Mission Capital Advisors LLC, a New York-based financial services firm, is managing bids on a $25 million commercial mortgage backed security (CMBS) that was issued in December 2007 to Regency Capital Fund I LLC. That entity was formed at the request of JPMorgan Chase & Co. to hold the deeds to 20 properties in Iowa, Nebraska and Utah that were to be used as collateral on a total of $26.5 million in notes from the lender, a Regency lawyer testified during a Polk County court hearing last year.
As part of the sale, that loan is being packaged with another $25 million loan that is unrelated to Regency but has been managed by the same servicing company, Boston-based CWCapital Asset Management.
The Regency loan became muti-headed. It was secured through a JPMorgan commercial real estate trust and held by LaSalle Bank. The loan was assigned to Bank of America in August 2008, after that financial giant acquired LaSalle.
Bank of America filed a lawsuit in May 2009 seeking to foreclose on the loan. The buyer of the Regency loan will have to continue the foreclosure action.
Among the properties used as collateral on the loan is a failed Regency construction debris recycling center that has been the target of cleanup efforts by the Iowa Department of Natural Resources.
However, the properties also include warehouses, office buildings, retail outlets and industrial properties that currently are being managed by NAI Ruhl & Ruhl Commercial Co., which was appointed receiver pending the outcome of the Bank of America lawsuit.
Kurt Mumm, local president for NAI Ruhl & Ruhl, said most of the Regency properties are generating income and could be of interest to local investors.
Regency principals have said the loan package was a last-ditch effort to sort out the company’s finances after Wells Fargo & Co. decided to back out of a long-term lending relationship with the company, creating a cash flow crisis that was compounded by Regency’s ambitious expansion plans.

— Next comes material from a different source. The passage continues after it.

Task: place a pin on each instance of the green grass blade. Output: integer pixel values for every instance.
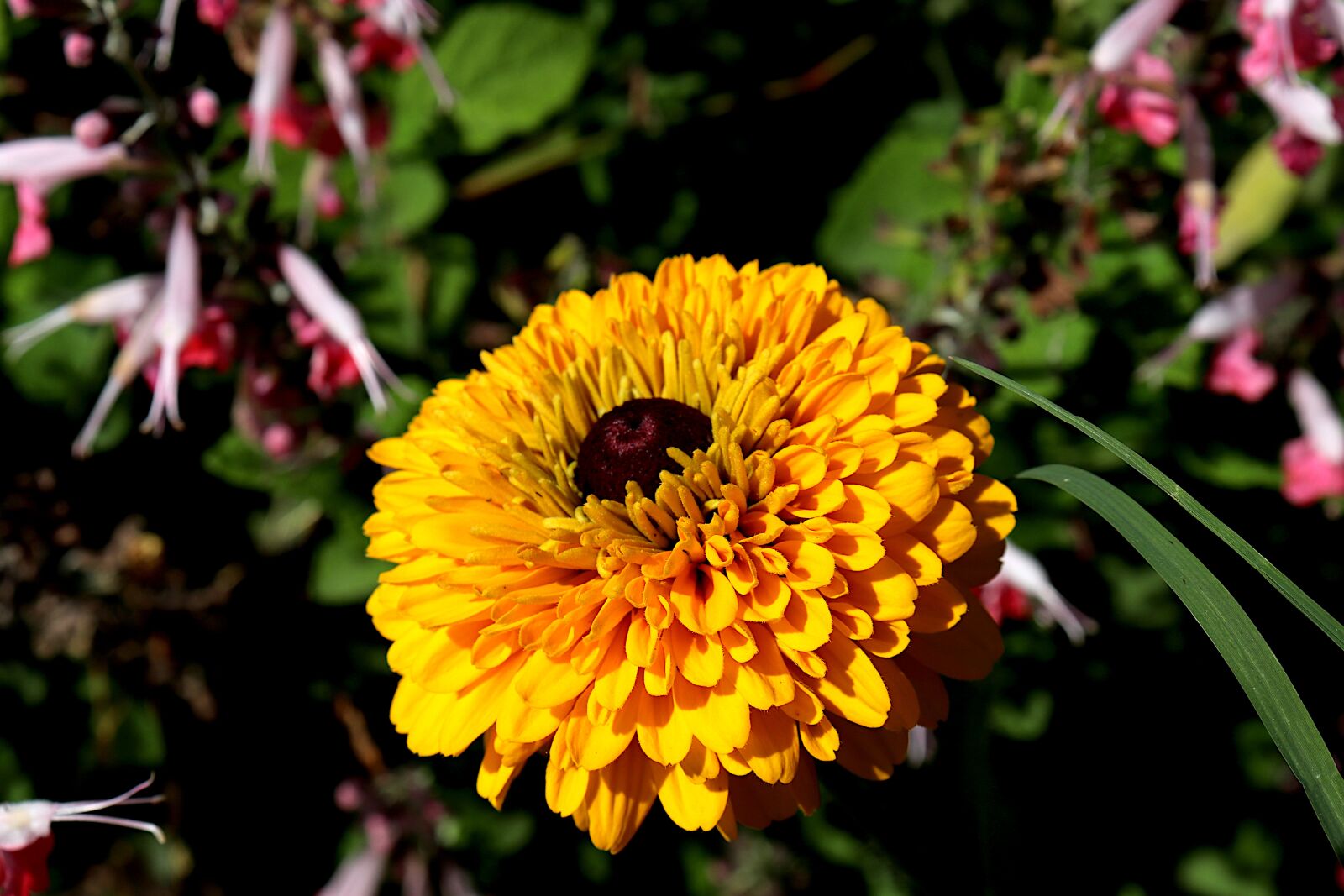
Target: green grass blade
(1299, 598)
(1231, 631)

At the time it closed, Regency was the largest home builder in Iowa.
Mumm said a CMBS is unusual for Greater Des Moines, but became a method to finance a large portfolio at better terms than were typical of mortgages granted by local lenders. Such securities were complicated and became objects of scorn from some financial experts after credit markets collapsed.
“There was a significant amount of brain damage that had to be done on those deals,” Mumm said.
Mission Capital will accept initial bids on April 28, then select final bidders. Final bids are due May 18 and the deal will close May 27.